Improviso que só distorce
A meta de arrecadação com novas onerações (sobre fundos exclusivos, sobre offshores de brasileiros, com o julgamento enviesado a favor do Fisco nos processos no Carf, órgão da Receita que examina autuações tributárias, com o fim do JCP, juros sobre capital próprio, regra que equipara empréstimos tomados pelas empresas aos aportes dos sócios) é salgada: R$ 168 bilhões, projeção do que falta para zerar a LOA de 2024. Tais medidas vieram por medida provisória e projeto de lei.
Cada uma delas tem sua justificativa de mérito. Mas, sem conectar-se com a reforma geral da renda, vão complicar um sistema impositivo que é o maior responsável pela falta de competitividade das operações das empresas nacionais e estrangeiras no país. E fica pior quanto mais os apoiadores do governo hostilizam bancos e grandes empresas para criar um ambiente político favorável à aprovação no Congresso de algo que é anátema aos partidos de centro-direita: aumento de carga tributária.

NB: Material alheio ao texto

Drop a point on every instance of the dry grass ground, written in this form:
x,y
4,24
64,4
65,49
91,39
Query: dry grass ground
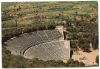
x,y
88,58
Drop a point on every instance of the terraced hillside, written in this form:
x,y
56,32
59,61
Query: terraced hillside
x,y
45,45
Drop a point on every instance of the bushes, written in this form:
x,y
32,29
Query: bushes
x,y
97,59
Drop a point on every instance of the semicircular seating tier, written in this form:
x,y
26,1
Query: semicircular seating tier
x,y
43,44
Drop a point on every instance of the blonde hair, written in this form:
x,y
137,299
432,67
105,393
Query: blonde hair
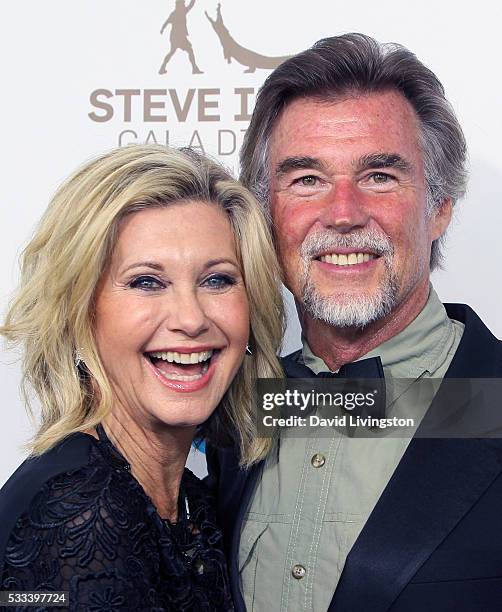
x,y
51,315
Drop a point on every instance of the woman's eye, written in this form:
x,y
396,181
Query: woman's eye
x,y
147,283
219,281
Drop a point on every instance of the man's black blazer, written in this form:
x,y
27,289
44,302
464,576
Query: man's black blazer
x,y
434,540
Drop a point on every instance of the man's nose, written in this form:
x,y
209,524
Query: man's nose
x,y
186,314
344,209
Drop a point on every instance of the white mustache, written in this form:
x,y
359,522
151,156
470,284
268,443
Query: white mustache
x,y
322,242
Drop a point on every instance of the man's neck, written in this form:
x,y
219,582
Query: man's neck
x,y
337,346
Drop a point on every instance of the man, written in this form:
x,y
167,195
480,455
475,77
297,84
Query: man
x,y
360,159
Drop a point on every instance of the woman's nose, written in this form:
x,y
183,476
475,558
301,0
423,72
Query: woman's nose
x,y
186,314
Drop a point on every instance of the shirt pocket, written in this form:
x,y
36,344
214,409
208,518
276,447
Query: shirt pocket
x,y
248,559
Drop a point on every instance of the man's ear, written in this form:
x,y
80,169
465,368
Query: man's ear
x,y
441,218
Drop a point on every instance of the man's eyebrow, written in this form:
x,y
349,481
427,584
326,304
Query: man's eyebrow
x,y
298,163
383,160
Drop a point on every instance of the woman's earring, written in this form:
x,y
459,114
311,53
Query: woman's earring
x,y
78,359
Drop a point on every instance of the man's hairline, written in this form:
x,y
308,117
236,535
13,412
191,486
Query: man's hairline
x,y
327,99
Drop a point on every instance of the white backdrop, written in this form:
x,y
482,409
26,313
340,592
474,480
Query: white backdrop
x,y
57,53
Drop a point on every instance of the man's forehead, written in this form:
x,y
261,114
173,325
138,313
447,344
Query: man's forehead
x,y
384,121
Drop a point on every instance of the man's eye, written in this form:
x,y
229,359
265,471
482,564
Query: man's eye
x,y
147,283
218,281
307,181
380,177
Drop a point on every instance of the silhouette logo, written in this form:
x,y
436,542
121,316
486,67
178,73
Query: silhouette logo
x,y
231,48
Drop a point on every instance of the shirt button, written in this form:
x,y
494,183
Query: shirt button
x,y
298,571
318,460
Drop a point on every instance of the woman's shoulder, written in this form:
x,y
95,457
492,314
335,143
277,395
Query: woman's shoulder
x,y
74,456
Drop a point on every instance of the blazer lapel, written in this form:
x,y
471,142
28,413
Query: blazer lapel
x,y
434,486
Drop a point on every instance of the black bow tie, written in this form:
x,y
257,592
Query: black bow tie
x,y
369,372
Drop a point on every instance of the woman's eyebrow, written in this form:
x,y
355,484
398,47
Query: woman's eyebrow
x,y
298,163
154,265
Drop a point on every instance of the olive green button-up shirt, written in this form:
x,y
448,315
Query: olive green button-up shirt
x,y
316,492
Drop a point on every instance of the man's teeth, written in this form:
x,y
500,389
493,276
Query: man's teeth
x,y
183,358
347,260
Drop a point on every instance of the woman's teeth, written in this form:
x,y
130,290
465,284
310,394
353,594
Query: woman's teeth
x,y
184,367
184,358
184,377
348,259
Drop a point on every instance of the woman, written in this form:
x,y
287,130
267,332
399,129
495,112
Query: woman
x,y
149,275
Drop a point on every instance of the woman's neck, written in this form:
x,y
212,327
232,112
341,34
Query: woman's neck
x,y
157,458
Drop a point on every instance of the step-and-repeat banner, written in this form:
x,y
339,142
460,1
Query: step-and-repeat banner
x,y
84,76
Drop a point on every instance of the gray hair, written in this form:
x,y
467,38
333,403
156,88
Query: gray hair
x,y
351,65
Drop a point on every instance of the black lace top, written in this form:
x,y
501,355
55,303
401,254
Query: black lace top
x,y
76,520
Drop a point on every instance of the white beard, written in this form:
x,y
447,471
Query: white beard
x,y
345,309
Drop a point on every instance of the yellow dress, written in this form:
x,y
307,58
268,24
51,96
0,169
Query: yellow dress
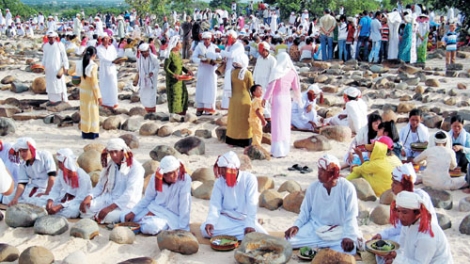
x,y
89,107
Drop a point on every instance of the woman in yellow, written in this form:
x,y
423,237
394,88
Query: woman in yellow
x,y
90,95
238,128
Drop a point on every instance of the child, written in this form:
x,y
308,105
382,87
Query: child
x,y
256,118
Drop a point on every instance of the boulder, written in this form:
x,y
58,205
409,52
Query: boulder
x,y
190,146
52,225
86,229
265,183
293,201
440,198
380,215
23,215
338,133
313,143
8,253
364,190
122,235
36,255
203,174
270,199
90,161
262,248
180,241
148,129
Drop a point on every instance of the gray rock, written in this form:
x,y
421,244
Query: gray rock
x,y
23,215
190,146
364,190
36,255
8,253
86,229
262,248
179,241
122,235
52,225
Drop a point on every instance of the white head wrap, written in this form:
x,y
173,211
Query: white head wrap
x,y
405,169
229,160
169,164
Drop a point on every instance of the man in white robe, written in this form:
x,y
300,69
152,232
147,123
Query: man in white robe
x,y
108,74
55,60
234,201
328,212
206,86
167,201
263,68
120,185
148,66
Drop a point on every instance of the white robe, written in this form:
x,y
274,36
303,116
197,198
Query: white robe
x,y
54,59
108,75
147,85
206,86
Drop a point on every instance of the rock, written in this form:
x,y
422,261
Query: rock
x,y
440,198
293,201
7,126
364,190
327,256
265,183
86,229
262,248
36,255
90,161
52,225
23,215
132,141
338,133
313,143
148,129
205,190
270,199
380,215
190,146
164,131
8,253
122,235
179,241
161,151
387,197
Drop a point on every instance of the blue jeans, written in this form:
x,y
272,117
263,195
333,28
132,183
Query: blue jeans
x,y
326,43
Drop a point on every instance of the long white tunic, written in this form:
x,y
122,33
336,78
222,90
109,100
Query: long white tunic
x,y
108,75
148,85
206,86
54,59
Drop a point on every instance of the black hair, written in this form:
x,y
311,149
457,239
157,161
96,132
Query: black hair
x,y
89,52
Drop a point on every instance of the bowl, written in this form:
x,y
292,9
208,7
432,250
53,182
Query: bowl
x,y
224,243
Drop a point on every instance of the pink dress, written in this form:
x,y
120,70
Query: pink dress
x,y
279,93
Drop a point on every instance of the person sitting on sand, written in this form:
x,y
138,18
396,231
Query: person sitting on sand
x,y
167,201
377,170
234,200
440,158
119,187
334,226
70,188
422,241
36,174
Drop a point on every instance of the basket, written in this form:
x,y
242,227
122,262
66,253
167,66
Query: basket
x,y
225,247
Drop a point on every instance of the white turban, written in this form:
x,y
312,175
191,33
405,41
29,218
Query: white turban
x,y
402,170
229,160
169,164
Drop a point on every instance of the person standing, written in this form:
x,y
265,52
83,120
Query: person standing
x,y
108,74
282,79
55,63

A suposição é que em troca de dois ministérios menores com liberdade para gastar, mais a liberação de emendas à LOA, eles venham a dar as costas a quem os elegeu. Ironia é que nem a Lula isso lhe convém, já que nada é mais progressista que um programa focado na produtividade. Também é estranho hostilizar a banca, que vai levar um tombo se não tiver uma transição para o fim do JCP, quando crédito fácil é o que mais a economia precisa.
Lula poderia ouvir seu colega Narendra Modi, da Índia, onde se encontra para a cúpula do G-20, sobre as razões do sucesso indiano. Sua economia é mais dinâmica que a da China e tende a ser a terceira do mundo até o fim da década. É suficiente saber que tudo começou com a digitalização em massa da população e o entusiasmo maciço do empresariado local e de fora. Mas isso Lula já sabia.
Antonio Machado é jornalista, colunista dos jornais Correio Braziliense e Estado de Minas.